Prophylactic Topical Epinephrine to Reduce Bleeding in Transbronchial Lung Biopsies (NCT03126968) | Clinical Trial Compass
CompletedPhase 2/3
Prophylactic Topical Epinephrine to Reduce Bleeding in Transbronchial Lung Biopsies
United States66 participantsStarted 2017-07-01
Plain-language summary
Bleeding poses potential for significant complication after transbronchial lung biopsies. The investigators hypothesize that prophylactic intrabronchial instillation of topical epinephrine will reduce the likelihood of bleeding. The investigators plan a double-blind, placebo controlled trial to evaluate this hypothesis.
Who can participate
Age range
18 Years
Sex
ALL
See this in plain English?
AI-rewrites the medical criteria so a patient or caregiver can understand them. Always confirm with the trial site.
Inclusion Criteria:
* Male and female subjects, ≥18 years of age.
* Single- or double-lung transplant recipients scheduled for bronchoscopy with TBLB.
* Willingness to sign an informed consent for study participation.
Exclusion Criteria:
* Age \<18 years.
* Pregnancy.
* Inability to understand and provide a written informed consent.
Exclusion criteria for TBLB:
* Platelet count \<50 K/microL.
* International normalized ratio (INR) \>1.5.
* Known bleeding diathesis.
* Use of prophylactic or therapeutic dose of unfractionated heparin within 6 hours of the procedure.
* Use of prophylactic dose of low molecular weight heparin within 12 hours of the procedure.
* Use of therapeutic dose of low molecular weight heparin within 24 hours of the procedure.
* Use of oral direct thrombin inhibitors or oral factor 10a inhibitors within 48 hours of the procedure.
* Use of clopidogrel, ticlopidine, ticagrelor, or prasugrel within 5 days of the procedure.
* Uremia, defined as estimated glomerular filtration rate (eGFR) ≤30 mL/min.
* Moderate to severe pulmonary hypertension as defined by a mean pulmonary artery pressure of \>40 mm Hg on right heart catheterization or an estimated pulmonary artery systolic pressure of \>62 mm Hg on transthoracic echocardiography, both performed within 1 year of the procedure.
* An additional synchronous procedure with possible bleeding (bronchoalveolar lavage and endobronchial biopsy allowed).
* Decompensated liver cirrhosis, defined as the presence of cl…
Questions worth asking your doctor
Bring these to your next appointment.
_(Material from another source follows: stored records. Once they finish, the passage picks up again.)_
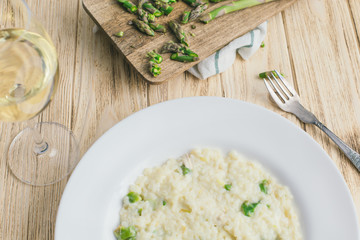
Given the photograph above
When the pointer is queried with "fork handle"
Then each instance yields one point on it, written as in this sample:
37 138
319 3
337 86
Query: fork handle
350 153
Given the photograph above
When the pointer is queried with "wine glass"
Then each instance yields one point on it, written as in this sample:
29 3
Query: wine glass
45 153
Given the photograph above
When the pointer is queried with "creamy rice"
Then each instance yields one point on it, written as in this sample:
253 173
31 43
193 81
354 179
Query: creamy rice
205 195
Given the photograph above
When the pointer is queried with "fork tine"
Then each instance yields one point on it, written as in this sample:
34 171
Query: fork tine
286 84
276 89
272 93
281 87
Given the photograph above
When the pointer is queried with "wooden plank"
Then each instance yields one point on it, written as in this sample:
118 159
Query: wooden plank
326 62
209 37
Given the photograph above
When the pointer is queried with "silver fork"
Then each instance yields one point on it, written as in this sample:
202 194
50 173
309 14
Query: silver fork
288 100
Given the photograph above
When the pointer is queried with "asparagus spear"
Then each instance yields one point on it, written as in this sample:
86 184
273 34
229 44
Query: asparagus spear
155 69
231 7
143 27
145 16
171 47
197 11
183 58
195 3
179 32
163 6
185 17
128 5
157 27
151 9
157 58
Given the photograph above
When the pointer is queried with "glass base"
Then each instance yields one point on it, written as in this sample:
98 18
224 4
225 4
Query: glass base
55 161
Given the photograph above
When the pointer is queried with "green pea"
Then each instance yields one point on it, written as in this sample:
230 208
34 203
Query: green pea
264 186
228 187
128 233
249 208
133 197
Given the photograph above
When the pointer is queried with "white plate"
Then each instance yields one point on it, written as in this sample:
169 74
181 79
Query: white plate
89 208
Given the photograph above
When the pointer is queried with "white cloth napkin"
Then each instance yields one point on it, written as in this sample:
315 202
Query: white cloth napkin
245 45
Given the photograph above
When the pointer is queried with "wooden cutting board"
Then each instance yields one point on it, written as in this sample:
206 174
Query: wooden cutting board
112 18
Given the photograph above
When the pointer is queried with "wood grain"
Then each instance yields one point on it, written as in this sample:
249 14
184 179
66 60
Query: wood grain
112 18
314 42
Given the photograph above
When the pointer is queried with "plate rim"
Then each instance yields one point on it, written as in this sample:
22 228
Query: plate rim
143 111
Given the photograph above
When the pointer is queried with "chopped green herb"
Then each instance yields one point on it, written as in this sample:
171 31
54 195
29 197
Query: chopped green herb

They're a starting point for a shared conversation — not a sign you qualify or a recommendation to enrol.
1Based on my diagnosis and history, is this trial worth exploring for me — or is there a standard treatment we should try first?
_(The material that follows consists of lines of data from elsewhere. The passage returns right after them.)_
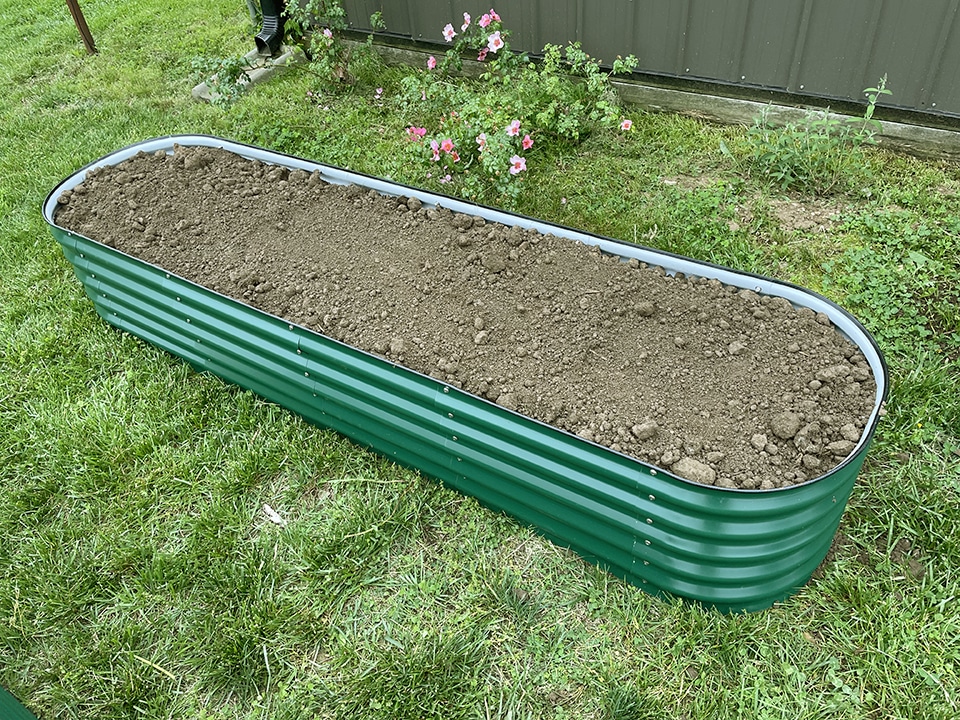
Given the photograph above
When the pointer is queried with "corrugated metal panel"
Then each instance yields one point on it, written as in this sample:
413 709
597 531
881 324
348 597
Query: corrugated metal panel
736 550
818 48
2What does this trial's phase tell us about how much is already known about its safety and benefit?
3What would taking part actually involve for me — visits, tests, time, and travel?
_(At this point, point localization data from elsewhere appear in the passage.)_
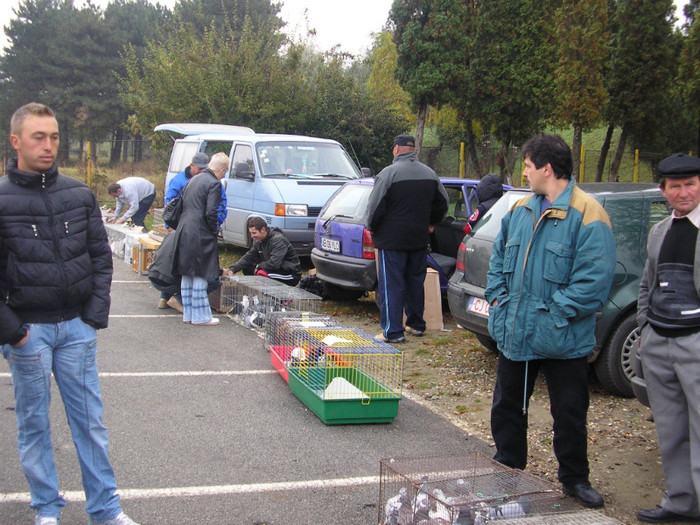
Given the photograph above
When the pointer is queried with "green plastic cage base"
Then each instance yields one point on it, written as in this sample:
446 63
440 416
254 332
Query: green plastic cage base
381 409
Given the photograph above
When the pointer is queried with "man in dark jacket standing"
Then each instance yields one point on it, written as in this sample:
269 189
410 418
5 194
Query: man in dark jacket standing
406 201
55 278
272 255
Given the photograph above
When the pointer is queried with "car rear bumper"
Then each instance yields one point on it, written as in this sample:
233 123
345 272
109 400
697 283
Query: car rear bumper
458 295
302 240
346 272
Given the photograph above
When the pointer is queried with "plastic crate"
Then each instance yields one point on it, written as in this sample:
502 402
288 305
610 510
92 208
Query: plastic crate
460 489
344 376
359 410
4What are the known and possible risks or side effects I should weigh, and how would they be monitored?
5If this trial isn't the right fit, what other options or trials would you suggest I look into?
Generated to help you prepare — always confirm anything about your own eligibility and care with the study team and your doctor.
Questions for the trial coordinator
The trial coordinator is the person who runs the study day to day. These cover the practical side — logistics, costs, and what taking part would actually mean for your life. The study team confirms whether you meet the criteria; these are questions to ask, not a sign you qualify.
1What does taking part actually involve week to week — how many visits, where, and how long does each one take?
2What costs are covered by the study, and what might I have to pay for myself, including travel, parking, or time off work?
3What happens during screening, and what happens if the study team confirms I don't meet the criteria after those tests?
4Who pays for the scans, blood work, and other tests the trial requires — the study, my insurance, or me?
5How will being in the trial affect my regular care, and will my own doctor stay informed and involved?
6Can I leave the trial at any point if I change my mind, and what would happen to my care if I do?
A starting point for the conversation — always confirm anything about your own eligibility, costs, and care with the study team and your doctor.
What they're measuring
1
Intra-procedural Hemorrhage Grading by the Performing Bronchoscopist
Timeframe: This outcome will be analyzed at the time of procedure performance and up to 48 hours following the procedure.